Watch enough K-drama and certain foods start to feel like recurring characters. Here are ten dishes you’ll recognize on sight, even before anyone says the name out loud.
Comfort Foods You’ve Seen On Screen
Kimchi (김치) appears at literally every meal, fermented and central to Korean identity in a way no single English dish quite compares to. Bulgogi (불고기) and bibimbap (비빔밥) round out the trio of dishes most likely to appear in a family dinner scene. And when a scene needs a late-night comfort beat, a steaming pot of ramyeon (라면) is almost always what’s boiling on the table.
Spicy Classics
Tteokbokki (떡볶이) — chewy rice cakes in fiery gochujang sauce — is the street food snack shared by best friends on a bench. Speaking of gochujang (고추장), the red chili paste behind it, it shows up in half the sauces that give Korean food its signature kick.
Drinking Culture
No emotional dinner scene is complete without a green bottle of soju (소주), poured for a friend after heartbreak or a hard day at work.
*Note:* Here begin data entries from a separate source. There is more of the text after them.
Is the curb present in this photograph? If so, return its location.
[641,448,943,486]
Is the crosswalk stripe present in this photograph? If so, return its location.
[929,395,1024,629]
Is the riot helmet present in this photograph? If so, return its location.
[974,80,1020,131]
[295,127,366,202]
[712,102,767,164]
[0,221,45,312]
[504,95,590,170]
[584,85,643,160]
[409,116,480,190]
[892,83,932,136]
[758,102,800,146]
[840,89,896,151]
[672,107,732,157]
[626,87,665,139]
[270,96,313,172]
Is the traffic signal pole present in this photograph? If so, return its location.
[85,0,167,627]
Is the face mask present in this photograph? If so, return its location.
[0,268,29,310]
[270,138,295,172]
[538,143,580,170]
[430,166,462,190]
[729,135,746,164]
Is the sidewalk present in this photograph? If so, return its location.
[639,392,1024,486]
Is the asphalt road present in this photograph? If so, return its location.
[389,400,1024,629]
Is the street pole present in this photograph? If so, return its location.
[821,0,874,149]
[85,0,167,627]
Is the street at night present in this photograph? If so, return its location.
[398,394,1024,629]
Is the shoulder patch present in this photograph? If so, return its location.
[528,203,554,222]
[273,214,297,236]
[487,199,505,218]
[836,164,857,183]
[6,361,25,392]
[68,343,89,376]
Older, less filtered makgeolli (막걸리) shows up in more rustic, countryside settings — often shared under a covered outdoor tent in the rain.
Grilled and Shared Meals
No group scene is complete without a tabletop grill: galbi (갈비), marinated short ribs, is the dish of choice for celebrations and reunions alike, while Korean BBQ (한국식 바비큐) more broadly is the format — meat grilled tableside and wrapped in lettuce — behind half the group dinner scenes in any drama.
Where to Try Them Yourself
None of these dishes require a trip to Korea to try — most major cities now have restaurants serving at least a few of them. But recognizing the name on screen, rather than just the dish, is what turns a passive watch into an active one.